AWS Completes Streaming Protocol Set With SRT Support
AWS (Amazon Web Services) has joined the SRT Alliance and added native support for the SRT protocol in its AWS Elemental MediaConnect package.
This completes the low latency protocol set for Elemental MediaConnect, which already supported video transport using protocols including Zixi, Reliable Internet Stream Transport (RIST), and Real-time Transport Protocol (RTP) with forward error correction (FEC).
Although last to be added, AWS indicated customer demand had built up, which it said determines which protocols it supports and which technologies it adopts or builds. The inclusion of SRT within the portfolio also extends to AWS Elemental Live, an on-premises appliance and software based live video encoder, whose users now have access to the protocol in the latest software release. Elemental Live can now receive streams using SRT, taking as an input a secure, reliable, and low-latency video source with protection against packet loss. SRT can be used in applications that require security, since video can be secured end-to-end using 128 bit or 256 bit AES encryption via the protocol.

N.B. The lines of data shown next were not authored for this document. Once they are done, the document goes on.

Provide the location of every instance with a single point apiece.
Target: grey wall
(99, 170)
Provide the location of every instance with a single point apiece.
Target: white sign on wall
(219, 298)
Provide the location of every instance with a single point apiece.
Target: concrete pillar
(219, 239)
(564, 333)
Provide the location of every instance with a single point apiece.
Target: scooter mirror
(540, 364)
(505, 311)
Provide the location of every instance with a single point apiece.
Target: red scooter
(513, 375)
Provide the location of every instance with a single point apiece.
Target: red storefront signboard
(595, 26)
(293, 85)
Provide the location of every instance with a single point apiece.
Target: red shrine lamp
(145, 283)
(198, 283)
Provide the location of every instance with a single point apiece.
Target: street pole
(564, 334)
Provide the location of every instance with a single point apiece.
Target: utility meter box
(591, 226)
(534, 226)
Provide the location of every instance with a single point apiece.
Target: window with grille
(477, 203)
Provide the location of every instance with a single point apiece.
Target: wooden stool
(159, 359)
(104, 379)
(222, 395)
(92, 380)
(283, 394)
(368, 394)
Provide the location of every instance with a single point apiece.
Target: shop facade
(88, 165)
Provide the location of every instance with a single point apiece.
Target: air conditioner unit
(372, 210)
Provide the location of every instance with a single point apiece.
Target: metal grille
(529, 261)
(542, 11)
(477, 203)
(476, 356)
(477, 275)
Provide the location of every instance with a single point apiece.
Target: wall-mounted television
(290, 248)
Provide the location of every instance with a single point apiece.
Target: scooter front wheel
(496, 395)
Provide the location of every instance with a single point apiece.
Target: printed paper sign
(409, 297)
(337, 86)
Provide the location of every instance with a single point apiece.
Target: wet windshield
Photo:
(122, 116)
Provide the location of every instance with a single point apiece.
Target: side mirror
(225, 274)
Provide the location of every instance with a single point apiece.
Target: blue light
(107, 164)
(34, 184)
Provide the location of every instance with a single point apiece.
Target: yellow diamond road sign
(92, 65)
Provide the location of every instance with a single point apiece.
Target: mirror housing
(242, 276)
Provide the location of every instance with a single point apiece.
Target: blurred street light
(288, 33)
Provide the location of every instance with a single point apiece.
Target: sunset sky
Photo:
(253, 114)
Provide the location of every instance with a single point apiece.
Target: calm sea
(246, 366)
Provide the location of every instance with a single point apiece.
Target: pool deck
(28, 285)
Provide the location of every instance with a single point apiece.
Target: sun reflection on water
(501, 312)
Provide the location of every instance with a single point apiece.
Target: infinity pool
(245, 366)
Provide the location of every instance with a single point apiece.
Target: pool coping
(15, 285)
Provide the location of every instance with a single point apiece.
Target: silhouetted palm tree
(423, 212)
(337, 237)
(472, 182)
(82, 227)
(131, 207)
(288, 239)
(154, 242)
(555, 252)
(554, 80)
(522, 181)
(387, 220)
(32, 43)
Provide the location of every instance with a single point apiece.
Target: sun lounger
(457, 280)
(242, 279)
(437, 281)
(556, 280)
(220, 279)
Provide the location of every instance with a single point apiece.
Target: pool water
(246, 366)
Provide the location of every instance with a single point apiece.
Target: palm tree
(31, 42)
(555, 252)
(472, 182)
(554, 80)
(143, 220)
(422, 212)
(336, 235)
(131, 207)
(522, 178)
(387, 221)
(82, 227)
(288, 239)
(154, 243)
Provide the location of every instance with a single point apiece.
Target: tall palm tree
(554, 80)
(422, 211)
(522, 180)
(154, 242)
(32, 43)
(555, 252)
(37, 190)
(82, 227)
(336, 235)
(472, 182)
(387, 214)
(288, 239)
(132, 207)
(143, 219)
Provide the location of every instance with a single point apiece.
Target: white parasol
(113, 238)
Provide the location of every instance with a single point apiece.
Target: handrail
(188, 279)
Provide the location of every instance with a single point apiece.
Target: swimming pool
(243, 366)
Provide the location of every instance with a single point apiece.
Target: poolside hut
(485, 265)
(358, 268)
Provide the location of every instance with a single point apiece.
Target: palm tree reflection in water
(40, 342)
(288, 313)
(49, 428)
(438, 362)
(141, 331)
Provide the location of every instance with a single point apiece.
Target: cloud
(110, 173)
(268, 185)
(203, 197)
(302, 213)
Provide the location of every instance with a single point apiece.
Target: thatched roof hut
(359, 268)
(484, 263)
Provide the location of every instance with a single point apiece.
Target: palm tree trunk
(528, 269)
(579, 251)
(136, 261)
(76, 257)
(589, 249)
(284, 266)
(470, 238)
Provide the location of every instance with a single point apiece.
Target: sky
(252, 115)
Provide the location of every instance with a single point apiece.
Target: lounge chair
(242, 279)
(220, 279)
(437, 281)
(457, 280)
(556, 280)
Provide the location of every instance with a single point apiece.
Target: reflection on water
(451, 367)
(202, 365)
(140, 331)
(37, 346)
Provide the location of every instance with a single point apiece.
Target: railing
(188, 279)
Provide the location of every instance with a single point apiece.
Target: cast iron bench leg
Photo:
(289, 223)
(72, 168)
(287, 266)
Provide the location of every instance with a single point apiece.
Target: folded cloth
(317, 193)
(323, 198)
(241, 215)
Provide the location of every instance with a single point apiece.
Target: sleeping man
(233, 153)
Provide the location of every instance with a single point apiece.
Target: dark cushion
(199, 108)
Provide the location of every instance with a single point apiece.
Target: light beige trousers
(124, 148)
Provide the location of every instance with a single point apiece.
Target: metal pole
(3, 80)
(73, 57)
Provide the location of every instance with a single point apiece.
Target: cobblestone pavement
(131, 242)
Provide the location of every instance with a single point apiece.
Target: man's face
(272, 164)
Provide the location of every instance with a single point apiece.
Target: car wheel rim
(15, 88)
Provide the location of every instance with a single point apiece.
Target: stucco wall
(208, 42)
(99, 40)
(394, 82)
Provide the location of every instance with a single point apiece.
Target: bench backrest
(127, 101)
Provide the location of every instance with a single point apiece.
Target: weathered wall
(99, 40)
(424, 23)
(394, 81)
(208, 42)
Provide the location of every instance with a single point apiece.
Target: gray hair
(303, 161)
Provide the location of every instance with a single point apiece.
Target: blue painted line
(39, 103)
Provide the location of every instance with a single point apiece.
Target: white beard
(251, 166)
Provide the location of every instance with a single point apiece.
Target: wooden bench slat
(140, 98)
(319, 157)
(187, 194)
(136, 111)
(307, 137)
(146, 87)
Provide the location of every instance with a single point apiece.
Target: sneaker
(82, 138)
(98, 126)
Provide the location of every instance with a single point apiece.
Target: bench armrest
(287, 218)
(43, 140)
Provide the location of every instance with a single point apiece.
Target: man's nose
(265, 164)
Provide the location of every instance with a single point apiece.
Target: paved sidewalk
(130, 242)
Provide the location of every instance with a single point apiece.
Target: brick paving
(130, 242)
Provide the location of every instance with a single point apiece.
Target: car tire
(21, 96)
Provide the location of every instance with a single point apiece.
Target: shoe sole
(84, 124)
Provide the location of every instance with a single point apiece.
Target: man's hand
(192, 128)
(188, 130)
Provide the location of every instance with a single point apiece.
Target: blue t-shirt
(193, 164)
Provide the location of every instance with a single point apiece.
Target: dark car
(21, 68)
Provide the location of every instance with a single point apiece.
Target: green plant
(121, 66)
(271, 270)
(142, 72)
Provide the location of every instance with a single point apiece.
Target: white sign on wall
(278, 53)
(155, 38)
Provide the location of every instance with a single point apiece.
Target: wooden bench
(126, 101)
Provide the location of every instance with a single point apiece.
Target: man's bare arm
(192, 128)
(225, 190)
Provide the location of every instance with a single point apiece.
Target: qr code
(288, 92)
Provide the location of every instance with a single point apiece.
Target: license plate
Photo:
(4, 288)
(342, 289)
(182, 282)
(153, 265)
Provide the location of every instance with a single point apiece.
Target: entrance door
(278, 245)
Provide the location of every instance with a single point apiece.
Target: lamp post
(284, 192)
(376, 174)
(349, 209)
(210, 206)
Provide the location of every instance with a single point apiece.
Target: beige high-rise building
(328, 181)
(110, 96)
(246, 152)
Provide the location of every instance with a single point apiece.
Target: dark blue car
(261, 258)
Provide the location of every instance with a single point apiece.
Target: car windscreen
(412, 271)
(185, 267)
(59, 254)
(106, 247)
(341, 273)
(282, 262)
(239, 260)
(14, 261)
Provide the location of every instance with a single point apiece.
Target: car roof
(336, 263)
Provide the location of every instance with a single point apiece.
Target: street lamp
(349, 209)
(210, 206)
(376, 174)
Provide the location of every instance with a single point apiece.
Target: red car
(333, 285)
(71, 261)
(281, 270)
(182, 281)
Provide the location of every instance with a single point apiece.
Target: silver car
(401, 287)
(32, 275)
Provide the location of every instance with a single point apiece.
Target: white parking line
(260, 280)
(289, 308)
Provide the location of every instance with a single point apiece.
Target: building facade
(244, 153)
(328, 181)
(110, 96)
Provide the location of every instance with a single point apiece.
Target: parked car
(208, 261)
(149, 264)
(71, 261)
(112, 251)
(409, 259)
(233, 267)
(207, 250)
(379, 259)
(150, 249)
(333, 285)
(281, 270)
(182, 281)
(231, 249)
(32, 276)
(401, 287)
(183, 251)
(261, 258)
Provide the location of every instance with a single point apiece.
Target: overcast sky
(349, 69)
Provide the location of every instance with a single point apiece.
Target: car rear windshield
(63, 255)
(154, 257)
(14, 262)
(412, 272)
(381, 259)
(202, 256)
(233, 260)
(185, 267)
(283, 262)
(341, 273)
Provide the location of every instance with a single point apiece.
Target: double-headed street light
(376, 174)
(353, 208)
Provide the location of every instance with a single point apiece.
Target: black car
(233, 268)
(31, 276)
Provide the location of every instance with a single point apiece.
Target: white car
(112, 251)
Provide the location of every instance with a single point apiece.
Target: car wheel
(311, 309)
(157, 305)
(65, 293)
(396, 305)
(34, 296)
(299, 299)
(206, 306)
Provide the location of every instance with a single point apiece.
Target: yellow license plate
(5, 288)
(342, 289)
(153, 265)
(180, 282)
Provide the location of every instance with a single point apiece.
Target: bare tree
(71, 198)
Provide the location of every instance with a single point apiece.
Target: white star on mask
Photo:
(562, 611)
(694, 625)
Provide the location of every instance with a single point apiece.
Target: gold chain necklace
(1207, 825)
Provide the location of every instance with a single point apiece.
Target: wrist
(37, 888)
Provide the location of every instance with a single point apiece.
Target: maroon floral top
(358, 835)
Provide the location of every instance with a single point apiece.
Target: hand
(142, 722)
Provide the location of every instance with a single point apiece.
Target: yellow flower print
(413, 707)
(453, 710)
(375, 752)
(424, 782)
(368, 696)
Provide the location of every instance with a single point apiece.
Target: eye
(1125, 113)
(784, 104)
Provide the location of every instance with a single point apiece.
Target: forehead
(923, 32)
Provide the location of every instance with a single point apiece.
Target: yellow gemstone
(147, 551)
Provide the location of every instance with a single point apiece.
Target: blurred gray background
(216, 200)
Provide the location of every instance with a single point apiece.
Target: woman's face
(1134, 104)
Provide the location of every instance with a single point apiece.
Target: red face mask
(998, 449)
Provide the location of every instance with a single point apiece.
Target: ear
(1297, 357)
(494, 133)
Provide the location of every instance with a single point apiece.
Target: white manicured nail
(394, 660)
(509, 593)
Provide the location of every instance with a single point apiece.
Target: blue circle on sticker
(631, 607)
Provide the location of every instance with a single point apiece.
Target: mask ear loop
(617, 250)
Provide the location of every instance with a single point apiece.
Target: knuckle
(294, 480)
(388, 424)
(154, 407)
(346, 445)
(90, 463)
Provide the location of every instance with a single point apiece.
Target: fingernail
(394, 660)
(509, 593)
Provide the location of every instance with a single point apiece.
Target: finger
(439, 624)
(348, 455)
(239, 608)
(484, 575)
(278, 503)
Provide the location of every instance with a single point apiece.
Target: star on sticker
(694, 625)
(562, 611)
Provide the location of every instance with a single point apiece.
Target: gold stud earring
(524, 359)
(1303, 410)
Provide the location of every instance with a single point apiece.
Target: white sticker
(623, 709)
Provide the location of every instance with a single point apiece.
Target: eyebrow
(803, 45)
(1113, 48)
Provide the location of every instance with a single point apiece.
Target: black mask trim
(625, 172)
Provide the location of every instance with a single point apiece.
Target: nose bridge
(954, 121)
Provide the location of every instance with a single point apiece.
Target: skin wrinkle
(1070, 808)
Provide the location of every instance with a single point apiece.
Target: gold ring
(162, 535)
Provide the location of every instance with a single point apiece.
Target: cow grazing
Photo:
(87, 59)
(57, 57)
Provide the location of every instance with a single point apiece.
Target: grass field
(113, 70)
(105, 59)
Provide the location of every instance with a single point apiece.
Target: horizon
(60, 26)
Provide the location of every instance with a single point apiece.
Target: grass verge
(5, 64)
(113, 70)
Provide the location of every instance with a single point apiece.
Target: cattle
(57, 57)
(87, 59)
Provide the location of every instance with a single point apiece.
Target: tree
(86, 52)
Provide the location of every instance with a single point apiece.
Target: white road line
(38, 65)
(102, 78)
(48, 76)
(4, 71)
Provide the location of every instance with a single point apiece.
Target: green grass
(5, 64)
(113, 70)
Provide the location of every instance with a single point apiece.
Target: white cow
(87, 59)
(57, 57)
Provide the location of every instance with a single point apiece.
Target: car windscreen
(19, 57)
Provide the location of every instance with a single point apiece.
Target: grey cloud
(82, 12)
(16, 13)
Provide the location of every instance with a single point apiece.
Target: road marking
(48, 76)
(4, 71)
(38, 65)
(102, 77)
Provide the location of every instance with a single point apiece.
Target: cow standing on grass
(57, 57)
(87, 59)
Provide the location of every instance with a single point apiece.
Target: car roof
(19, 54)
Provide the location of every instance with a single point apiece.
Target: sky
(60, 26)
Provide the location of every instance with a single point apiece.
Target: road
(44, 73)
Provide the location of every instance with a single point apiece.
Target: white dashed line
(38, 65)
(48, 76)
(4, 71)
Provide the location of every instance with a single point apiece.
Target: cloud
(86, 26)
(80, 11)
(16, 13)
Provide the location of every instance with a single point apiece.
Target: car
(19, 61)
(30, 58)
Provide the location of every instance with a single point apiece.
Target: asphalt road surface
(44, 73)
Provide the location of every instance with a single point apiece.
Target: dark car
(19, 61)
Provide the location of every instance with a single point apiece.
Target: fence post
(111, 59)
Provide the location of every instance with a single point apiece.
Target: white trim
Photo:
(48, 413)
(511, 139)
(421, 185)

“SRT has shown that it’s an important transport protocol, and it provides secure and reliable transport of live video to and from the AWS Cloud,” said Dan Gehred, solutions marketing manager for AWS. “With SRT protocol input and output in AWS Elemental MediaConnect, along with input in AWS Elemental Live appliances and software, AWS customers have more options when it comes to building scalable, reliable, and secure live video workflows.”
This comes at a time of growing momentum behind SRT, a month after Sony joined the Alliance, with other scalps including Microsoft, Alibaba Cloud, Sony and Tata Communications among over 450 members in total.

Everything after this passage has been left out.